# Bitflipping with DQN and Hindsight Experience Replay (HER)

### Packages

In [1]:
import numpy as np
import torch
import random
import matplotlib.pyplot as plt
import progressbar as pb           # tracking time while training

from Bitflipping_Environment import BitFlippingEnv
from dqn_agent import Agent

### Testing Environment

In [2]:
def test_bitflipping(n, n_episodes=5, policy=None, render=False):
    env = BitFlippingEnv(n)
    success = []

    for e in range(n_episodes):
        state, _, _, _ = env.reset()
        if render:
            env.render()
        for t in range(n):
            
            if policy is None:
                action = np.random.randint(0, n)
            else:
                state_goal = np.concatenate([state['obs'], state['goal']])
                action = policy.act(state_goal, eps=0)
            
            state, reward, done, info = env.step(action)
            if render:
                env.render()
            if done:
                break
        success.append(int(info))
    return np.mean(success)

In [3]:
# testing random actions in env
test_bitflipping(n=5, n_episodes=3, render=True)  

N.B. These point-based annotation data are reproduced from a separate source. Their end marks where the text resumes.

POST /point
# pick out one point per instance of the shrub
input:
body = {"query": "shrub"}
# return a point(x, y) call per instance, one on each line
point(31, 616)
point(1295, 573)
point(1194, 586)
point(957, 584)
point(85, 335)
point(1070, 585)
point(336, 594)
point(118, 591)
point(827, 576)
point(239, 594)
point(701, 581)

Step  0    Bits: [0 0 0 1 0]   Goal: [1 1 0 1 0]   Success: False
Step  1    Bits: [0 0 1 1 0]   Goal: [1 1 0 1 0]   Success: False
Step  2    Bits: [0 0 1 0 0]   Goal: [1 1 0 1 0]   Success: False
Step  3    Bits: [1 0 1 0 0]   Goal: [1 1 0 1 0]   Success: False
Step  4    Bits: [1 0 0 0 0]   Goal: [1 1 0 1 0]   Success: False
Step  5    Bits: [1 0 0 1 0]   Goal: [1 1 0 1 0]   Success: False
DONE in 5 timesteps, success: False 

Step  0    Bits: [0 0 0 0 1]   Goal: [1 0 1 1 0]   Success: False
Step  1    Bits: [0 0 1 0 1]   Goal: [1 0 1 1 0]   Success: False
Step  2    Bits: [0 1 1 0 1]   Goal: [1 0 1 1 0]   Success: False
Step  3    Bits: [1 1 1 0 1]   Goal: [1 0 1 1 0]   Success: False
Step  4    Bits: [1 1 0 0 1]   Goal: [1 0 1 1 0]   Success: False
Step  5    Bits: [1 0 0 0 1]   Goal: [1 0 1 1 0]   Success: False
DONE in 5 timesteps, success: False 

Step  0    Bits: [0 0 1 0 0]   Goal: [0 1 1 1 0]   Success: False
Step  1    Bits: [0 1 1 0 0]   Goal: [0 1 1 1 0]   Success: False


0.3333333333333333

### Training Setup

In [4]:
DEFAULT_PARAMS = {
    'n_bits': 20,                 # n bits to flip in environment (n corresponding target bits)
    'seed': 0,                    # random seed for environment, torch, numpy, random packages

    'eps': 0.2,             # probability of random action, 'epsilon-greedy' policy
    
    'buffer_size': int(1e6),      # replay-buffer size
    'batch_size': 128,             # mini-batch size
    'gamma': 0.98,                # discount factor
    # TODO
    'tau': 0.05,                  # soft update of target network, 1-tau = polyak coefficient
    'lr': 0.001,                  # learning rate

    # training setup
    'replay_strategy': 'future',    # 'final' or 'future' replay strategy for HER
    'n_epochs': 200,              # number of epochs, HER paper: 200 epochs (i.e. maximum of 8e6 timesteps)
    'n_cycles': 50,               # number of cycles per epoch, HER paper: 50 cycles
    'n_episodes': 16,             # number of episodes per cycle, HER paper: 16 episodes
    'n_optim': 40,                # number of optimization steps every cycle, HER paper: 40 steps
}


def set_seeds(seed: int = 0):
    torch.backends.cudnn.deterministic = True
    torch.backends.cudnn.benchmark = False
    torch.manual_seed(seed)
    torch.cuda.manual_seed_all(seed)
    np.random.seed(seed)
    random.seed(seed)
    pass

set_seeds(DEFAULT_PARAMS['seed'])

In [5]:
def train(n, agent):
    print("Training DQN on Bitflipping with", n, "bits for", DEFAULT_PARAMS['n_epochs'], "epochs...")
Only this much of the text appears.